With many in the US turned off to any military involvement because of the wars in Iraq and Afghanistan, many consider this action a tough sale to the American people.

For the average person who doesn’t follow foreign affairs, it’s very complicated to understand what’s going on half a world away in the Middle East, but a civil war going on right now in Syria could cause the US to act and put American lives at stake.

Syria is a country in the Middle East where tens of thousands are dead and millions are on the run because of a violent civil war.

Many believe Syria’s president, Bashar al-Assad, used chemical weapons to kill thousands of his enemies, including children.

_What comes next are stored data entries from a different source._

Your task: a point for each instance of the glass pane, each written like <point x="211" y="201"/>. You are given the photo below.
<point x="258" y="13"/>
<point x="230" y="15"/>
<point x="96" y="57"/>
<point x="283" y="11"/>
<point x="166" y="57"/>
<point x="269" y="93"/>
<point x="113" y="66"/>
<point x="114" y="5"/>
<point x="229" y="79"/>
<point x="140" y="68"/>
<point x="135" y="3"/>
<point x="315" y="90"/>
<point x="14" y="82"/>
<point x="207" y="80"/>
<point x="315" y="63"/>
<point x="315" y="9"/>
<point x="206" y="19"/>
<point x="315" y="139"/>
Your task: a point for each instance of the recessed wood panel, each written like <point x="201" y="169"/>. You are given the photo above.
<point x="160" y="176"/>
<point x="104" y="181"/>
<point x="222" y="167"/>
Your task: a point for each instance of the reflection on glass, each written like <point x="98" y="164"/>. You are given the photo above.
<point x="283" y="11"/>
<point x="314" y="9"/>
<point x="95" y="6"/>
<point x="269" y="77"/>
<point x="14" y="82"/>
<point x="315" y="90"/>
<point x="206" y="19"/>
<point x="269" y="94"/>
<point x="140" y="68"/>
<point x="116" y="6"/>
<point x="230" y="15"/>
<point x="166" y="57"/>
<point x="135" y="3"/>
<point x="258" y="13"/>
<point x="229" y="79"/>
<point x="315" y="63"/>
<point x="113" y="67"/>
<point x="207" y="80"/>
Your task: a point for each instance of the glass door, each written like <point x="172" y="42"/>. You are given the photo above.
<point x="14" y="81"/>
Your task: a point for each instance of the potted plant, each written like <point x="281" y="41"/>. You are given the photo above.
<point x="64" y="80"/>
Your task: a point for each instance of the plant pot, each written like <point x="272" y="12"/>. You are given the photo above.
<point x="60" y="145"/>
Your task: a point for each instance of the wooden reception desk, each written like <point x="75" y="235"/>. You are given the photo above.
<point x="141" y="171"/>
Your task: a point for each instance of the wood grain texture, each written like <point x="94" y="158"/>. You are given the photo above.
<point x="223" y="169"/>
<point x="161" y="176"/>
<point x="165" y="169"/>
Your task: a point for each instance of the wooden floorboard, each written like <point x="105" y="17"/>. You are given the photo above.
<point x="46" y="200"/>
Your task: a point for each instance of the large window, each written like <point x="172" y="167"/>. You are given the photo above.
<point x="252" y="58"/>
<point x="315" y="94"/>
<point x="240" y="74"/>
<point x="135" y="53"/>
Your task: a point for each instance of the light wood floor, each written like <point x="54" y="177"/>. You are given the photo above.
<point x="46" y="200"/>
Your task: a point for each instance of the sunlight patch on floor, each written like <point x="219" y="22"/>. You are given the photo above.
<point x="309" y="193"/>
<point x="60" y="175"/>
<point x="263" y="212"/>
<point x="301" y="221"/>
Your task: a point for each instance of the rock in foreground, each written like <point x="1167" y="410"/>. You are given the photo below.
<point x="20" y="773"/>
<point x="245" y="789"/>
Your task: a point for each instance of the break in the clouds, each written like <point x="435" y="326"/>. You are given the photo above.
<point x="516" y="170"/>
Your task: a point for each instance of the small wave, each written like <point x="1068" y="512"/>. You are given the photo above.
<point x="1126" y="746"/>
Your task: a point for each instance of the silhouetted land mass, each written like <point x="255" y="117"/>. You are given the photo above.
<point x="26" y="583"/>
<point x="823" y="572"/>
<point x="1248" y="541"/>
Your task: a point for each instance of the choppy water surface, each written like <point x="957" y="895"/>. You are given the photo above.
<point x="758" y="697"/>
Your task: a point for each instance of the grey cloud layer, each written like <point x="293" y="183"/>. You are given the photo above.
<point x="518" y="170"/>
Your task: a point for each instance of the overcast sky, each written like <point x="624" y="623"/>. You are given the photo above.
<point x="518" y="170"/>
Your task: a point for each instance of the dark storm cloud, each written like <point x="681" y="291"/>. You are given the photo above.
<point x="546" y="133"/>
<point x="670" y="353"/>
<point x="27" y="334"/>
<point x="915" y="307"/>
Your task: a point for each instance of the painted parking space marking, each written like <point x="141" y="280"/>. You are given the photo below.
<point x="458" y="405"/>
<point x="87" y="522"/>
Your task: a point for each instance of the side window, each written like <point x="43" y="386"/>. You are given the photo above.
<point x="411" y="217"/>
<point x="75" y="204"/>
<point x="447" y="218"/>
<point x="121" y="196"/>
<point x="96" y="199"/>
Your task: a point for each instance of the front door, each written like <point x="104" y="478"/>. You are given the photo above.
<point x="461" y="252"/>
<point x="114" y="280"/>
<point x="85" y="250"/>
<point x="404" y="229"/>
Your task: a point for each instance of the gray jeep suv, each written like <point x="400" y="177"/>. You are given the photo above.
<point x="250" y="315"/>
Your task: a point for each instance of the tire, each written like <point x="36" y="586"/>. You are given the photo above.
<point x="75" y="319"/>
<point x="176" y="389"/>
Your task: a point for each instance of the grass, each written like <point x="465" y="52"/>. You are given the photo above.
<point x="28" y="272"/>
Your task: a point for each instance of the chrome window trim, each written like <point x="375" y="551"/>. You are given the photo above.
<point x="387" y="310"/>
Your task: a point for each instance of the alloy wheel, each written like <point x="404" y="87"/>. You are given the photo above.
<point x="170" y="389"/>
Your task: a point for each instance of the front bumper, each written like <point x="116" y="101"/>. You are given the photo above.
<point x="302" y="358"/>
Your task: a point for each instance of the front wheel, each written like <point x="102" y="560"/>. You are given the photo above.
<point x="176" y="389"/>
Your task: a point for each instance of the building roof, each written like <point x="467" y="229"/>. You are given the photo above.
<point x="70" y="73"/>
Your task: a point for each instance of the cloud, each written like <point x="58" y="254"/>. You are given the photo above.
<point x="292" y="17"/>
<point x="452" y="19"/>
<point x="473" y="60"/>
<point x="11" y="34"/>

This goes against many agreements the US and our allies have against suing weapons of mass destruction.

For this reason President Barack Obama says the U.S. must act by stepping in with a limited military action.

Instead of ordering the attack, Obama is asking Congress for approval.

He did this after the urging of Congressman Steve Cohen and many others to do so.

“Only Congress can declare war. And while we’ve taken the fiction for many occurrences that shooting 200 missiles into a nation is just hostilities, I think that’s war,” said Cohen.

Critics say the president doesn’t need approval because the military action is a limited strike, not a war.

Congress won’t be back to vote for another week, and some believe the president should order them back for a special session to solve the problem sooner rather than later.

“Just go do it. Get out. Don’t let it hang around for a few years. If there’s a problem hit it and come back, simple,” said Jason Smith.

Foreign policy experts say it may not be that simple, and Syrian ally Iran indicated it may retaliate if the US strikes.